The following guidelines are derived from a template provided by the SANS (SysAdmin, Audit, Network, Security) Institute.

Overview

  • All user-level passwords must be changed at least every 63 days.
  • User accounts that have system-level privileges granted through group memberships or programs such as "sudo" must have a unique password from all other accounts held by that user.
  • Passwords must not be inserted into email messages or other forms of electronic communication.
  • All user-level and system-level passwords must conform to the guidelines described below.

General Password Construction Guidelines

Passwords are used for various purposes at the University . Since very few systems have support for one-time tokens (i.e., dynamic passwords which are only used once), End Users must be aware of how to select b passwords.

Poor or weak passwords have the following characteristics:

  • The password contains fewer than six characters
  • The password is a word found in a dictionary (English or foreign)
  • The password is a common usage word such as:
  • Names of family, pets, friends, co-workers, fantasy characters, etc.
  • Computer terms and names, commands, sites, companies, hardware, software.
  • Organization, place or event names like "Drexel", "Philly", "SuperBowl" or any derivation.
  • Birthdays and other personal information such as addresses and phone numbers.
  • Word or number patterns like aaabbb, qwerty, zyxwvuts, 123321, etc.
  • Any of the above spelled backwards.
  • Any of the above preceded or followed by a digit (e.g., secret1, 1secret)

Strong passwords have the following characteristics:

  • Contain both upper and lower case characters (e.g., a-z, A-Z)
  • Have digits and punctuation characters as well as letters
    e.g., 0-9 ! # % ^ * ( ) _ + | ~ - = \ ` { } [ ] : ; < > ? , . /
  • Passwords for Banner and WebFinancials must begin with a letter
  • Are at least seven characters long.
  • Are not a word in any language, slang, dialect, jargon, etc.
  • Are not based on personal information, names of family, etc.

Passwords should never be written down or stored on-line.

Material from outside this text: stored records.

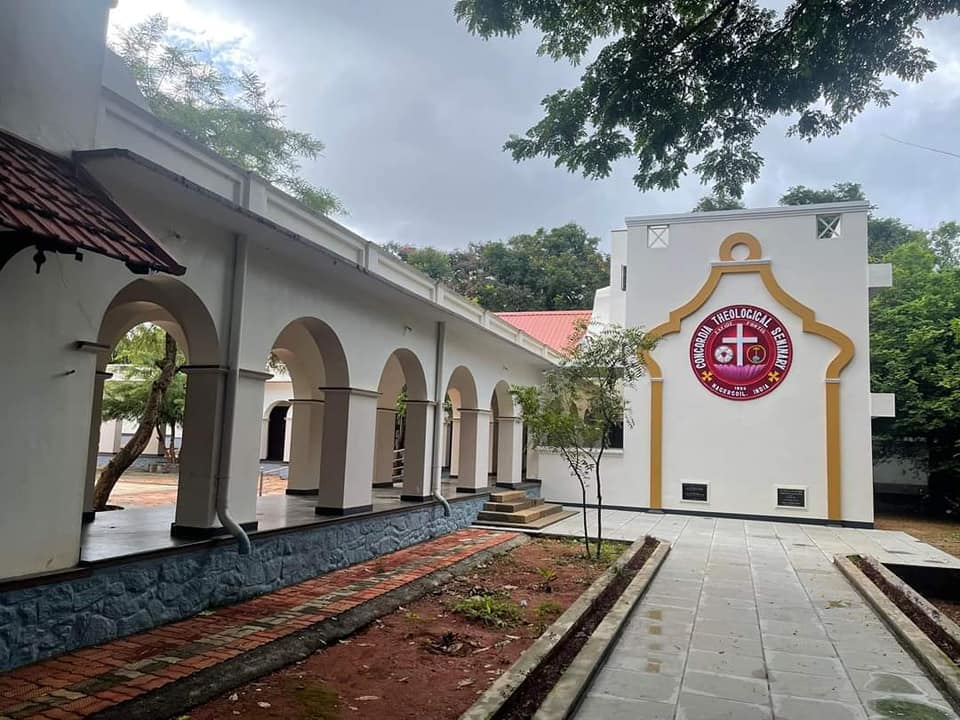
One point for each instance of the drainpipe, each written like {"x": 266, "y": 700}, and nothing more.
{"x": 438, "y": 394}
{"x": 230, "y": 394}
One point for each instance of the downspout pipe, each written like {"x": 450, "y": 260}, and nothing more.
{"x": 230, "y": 395}
{"x": 439, "y": 391}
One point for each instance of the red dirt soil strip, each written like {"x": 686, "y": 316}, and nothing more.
{"x": 537, "y": 685}
{"x": 941, "y": 638}
{"x": 405, "y": 665}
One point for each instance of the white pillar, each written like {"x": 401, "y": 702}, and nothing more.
{"x": 288, "y": 436}
{"x": 417, "y": 458}
{"x": 346, "y": 463}
{"x": 117, "y": 436}
{"x": 445, "y": 448}
{"x": 304, "y": 475}
{"x": 455, "y": 446}
{"x": 93, "y": 449}
{"x": 383, "y": 434}
{"x": 474, "y": 450}
{"x": 492, "y": 450}
{"x": 196, "y": 501}
{"x": 509, "y": 450}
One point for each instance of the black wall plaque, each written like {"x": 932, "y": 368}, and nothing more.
{"x": 694, "y": 491}
{"x": 791, "y": 497}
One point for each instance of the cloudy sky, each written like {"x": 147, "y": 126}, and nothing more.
{"x": 414, "y": 112}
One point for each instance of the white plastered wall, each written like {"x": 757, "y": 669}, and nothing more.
{"x": 745, "y": 449}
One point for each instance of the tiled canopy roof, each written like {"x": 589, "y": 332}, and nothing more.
{"x": 50, "y": 202}
{"x": 556, "y": 328}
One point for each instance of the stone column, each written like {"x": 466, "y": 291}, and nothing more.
{"x": 493, "y": 453}
{"x": 417, "y": 458}
{"x": 93, "y": 449}
{"x": 383, "y": 434}
{"x": 304, "y": 475}
{"x": 196, "y": 515}
{"x": 288, "y": 436}
{"x": 455, "y": 445}
{"x": 474, "y": 449}
{"x": 509, "y": 450}
{"x": 245, "y": 447}
{"x": 346, "y": 464}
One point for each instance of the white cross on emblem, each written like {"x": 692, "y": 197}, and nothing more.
{"x": 740, "y": 341}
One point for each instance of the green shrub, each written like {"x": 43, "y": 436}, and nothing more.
{"x": 492, "y": 610}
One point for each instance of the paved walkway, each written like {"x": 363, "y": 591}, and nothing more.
{"x": 750, "y": 620}
{"x": 82, "y": 683}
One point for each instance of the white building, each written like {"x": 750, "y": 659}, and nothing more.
{"x": 757, "y": 400}
{"x": 109, "y": 218}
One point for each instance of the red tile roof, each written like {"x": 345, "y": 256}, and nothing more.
{"x": 556, "y": 328}
{"x": 51, "y": 202}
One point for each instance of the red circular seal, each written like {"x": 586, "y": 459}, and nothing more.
{"x": 741, "y": 352}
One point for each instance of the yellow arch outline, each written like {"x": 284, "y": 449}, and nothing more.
{"x": 809, "y": 323}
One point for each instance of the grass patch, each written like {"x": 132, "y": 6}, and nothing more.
{"x": 491, "y": 610}
{"x": 892, "y": 708}
{"x": 319, "y": 702}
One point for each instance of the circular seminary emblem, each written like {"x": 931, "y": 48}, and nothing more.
{"x": 741, "y": 352}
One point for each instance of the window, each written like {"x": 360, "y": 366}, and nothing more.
{"x": 658, "y": 236}
{"x": 828, "y": 227}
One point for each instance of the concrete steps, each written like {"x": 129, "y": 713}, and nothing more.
{"x": 513, "y": 508}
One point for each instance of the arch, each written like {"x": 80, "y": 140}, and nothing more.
{"x": 754, "y": 263}
{"x": 506, "y": 437}
{"x": 175, "y": 307}
{"x": 171, "y": 304}
{"x": 400, "y": 441}
{"x": 317, "y": 347}
{"x": 316, "y": 362}
{"x": 404, "y": 366}
{"x": 470, "y": 427}
{"x": 277, "y": 432}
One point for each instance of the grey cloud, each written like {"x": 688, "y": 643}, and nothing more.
{"x": 414, "y": 112}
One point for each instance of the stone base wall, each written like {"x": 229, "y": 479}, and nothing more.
{"x": 123, "y": 598}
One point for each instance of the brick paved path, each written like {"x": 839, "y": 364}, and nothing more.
{"x": 82, "y": 683}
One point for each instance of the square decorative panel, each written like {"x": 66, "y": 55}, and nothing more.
{"x": 792, "y": 497}
{"x": 694, "y": 492}
{"x": 658, "y": 236}
{"x": 828, "y": 227}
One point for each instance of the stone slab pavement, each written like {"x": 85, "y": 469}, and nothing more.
{"x": 85, "y": 682}
{"x": 750, "y": 620}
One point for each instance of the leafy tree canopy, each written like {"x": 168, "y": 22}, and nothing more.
{"x": 557, "y": 269}
{"x": 140, "y": 352}
{"x": 915, "y": 351}
{"x": 579, "y": 402}
{"x": 711, "y": 203}
{"x": 680, "y": 79}
{"x": 231, "y": 113}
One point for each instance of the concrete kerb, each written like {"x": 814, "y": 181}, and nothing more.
{"x": 566, "y": 694}
{"x": 207, "y": 684}
{"x": 941, "y": 668}
{"x": 490, "y": 702}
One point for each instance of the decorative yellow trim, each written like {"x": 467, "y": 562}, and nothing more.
{"x": 809, "y": 324}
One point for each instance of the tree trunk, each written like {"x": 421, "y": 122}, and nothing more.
{"x": 161, "y": 441}
{"x": 599, "y": 501}
{"x": 136, "y": 445}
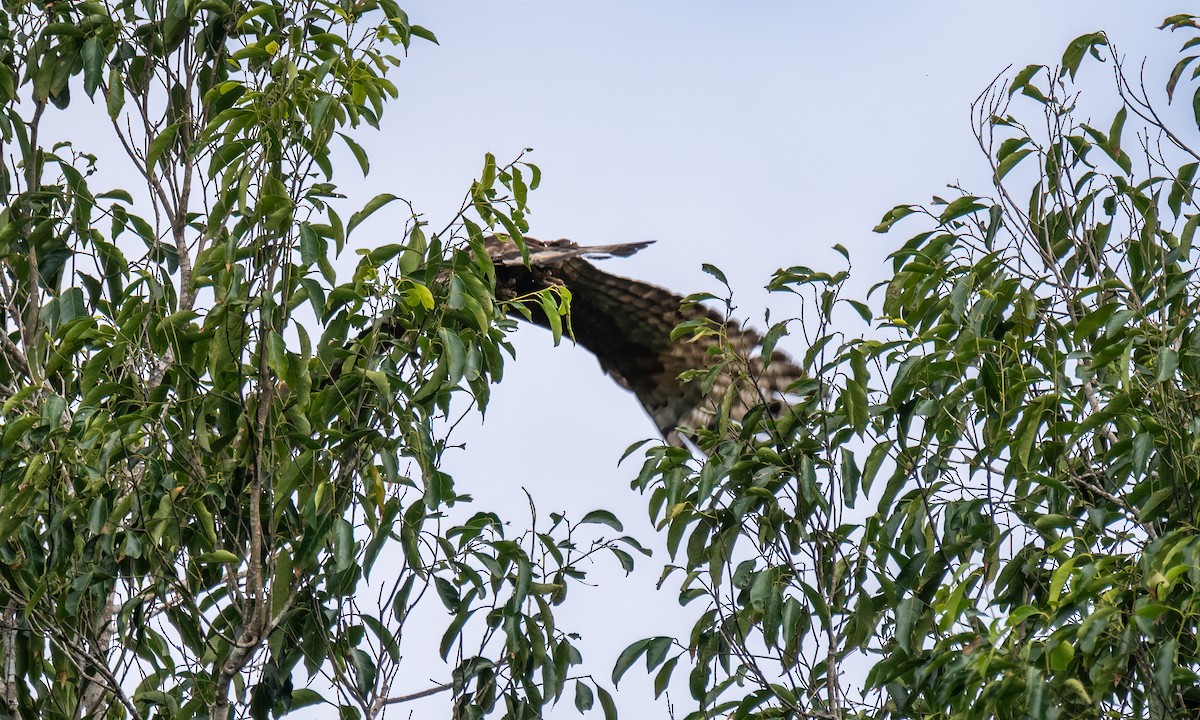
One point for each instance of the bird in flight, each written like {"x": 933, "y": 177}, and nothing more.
{"x": 627, "y": 324}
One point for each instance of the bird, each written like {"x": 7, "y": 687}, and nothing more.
{"x": 628, "y": 325}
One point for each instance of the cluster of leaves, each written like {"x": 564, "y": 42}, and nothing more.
{"x": 1025, "y": 420}
{"x": 209, "y": 439}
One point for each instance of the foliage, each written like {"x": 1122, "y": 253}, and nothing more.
{"x": 209, "y": 438}
{"x": 1025, "y": 423}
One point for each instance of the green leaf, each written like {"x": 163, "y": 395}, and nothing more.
{"x": 583, "y": 696}
{"x": 359, "y": 155}
{"x": 894, "y": 215}
{"x": 222, "y": 557}
{"x": 628, "y": 658}
{"x": 115, "y": 100}
{"x": 603, "y": 517}
{"x": 373, "y": 204}
{"x": 161, "y": 143}
{"x": 1168, "y": 363}
{"x": 1078, "y": 48}
{"x": 93, "y": 55}
{"x": 959, "y": 208}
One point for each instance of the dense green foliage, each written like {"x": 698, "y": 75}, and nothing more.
{"x": 1023, "y": 418}
{"x": 209, "y": 437}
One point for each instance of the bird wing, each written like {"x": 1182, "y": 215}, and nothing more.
{"x": 627, "y": 324}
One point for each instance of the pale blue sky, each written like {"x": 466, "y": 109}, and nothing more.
{"x": 749, "y": 135}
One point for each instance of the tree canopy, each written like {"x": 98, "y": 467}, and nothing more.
{"x": 984, "y": 499}
{"x": 209, "y": 436}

Try to create passwords that can be easily remembered. One way to do this is create a password based on a song title, affirmation, or other phrase. For example, the phrase might be: "This May Be One Way To Remember" and the password could be: "TmB1w2R!" or "Tmb1W>r~" or some other variation. NOTE: Do not use any of these examples as passwords!

B. Password Protection Standards
Do not use the same password for University accounts as for other non- University access (e.g., personal ISP account, option trading, etc.). Where possible, use different passwords for Banner and Email or the Drexel domain.

Do not share University passwords with anyone, including administrative assistants, secretaries, graduate assistants, or the help desk/technical support staff. All passwords are to be treated as sensitive, Confidential University information.

Here is a list of "don'ts":

  • Don't reveal a password over the phone to ANYONE
  • Don't reveal a password in an email message
  • Don't reveal a password to the boss
  • Don't talk about a password in front of others
  • Don't hint at the format of a password (e.g., "my family name")
  • Don't reveal a password on questionnaires or security forms
  • Don't share a password with family members
  • Don't reveal a password to co-workers while on vacation
  • Don't reuse passwords in the course of one year
  • When changing a password, don't derive it from a previous password (e.g. TmB1w2R!-1 becomes 1TmB1w2R!-2)

If someone demands a password, refer them to this document or have them call your Enterprise System Administrator.

Again, do not write passwords down and store them anywhere in your office. Do not store passwords in a file on ANY computer system including PDAs without encryption.

Change passwords at least once every nine weeks.

If a password is suspected to have been compromised, report the incident to your Enterprise System Administrator and change the password.

Password cracking or guessing may be performed on a periodic or random basis by IRT or its delegates. If a password is guessed or cracked during one of these scans, the End User will be required to change it.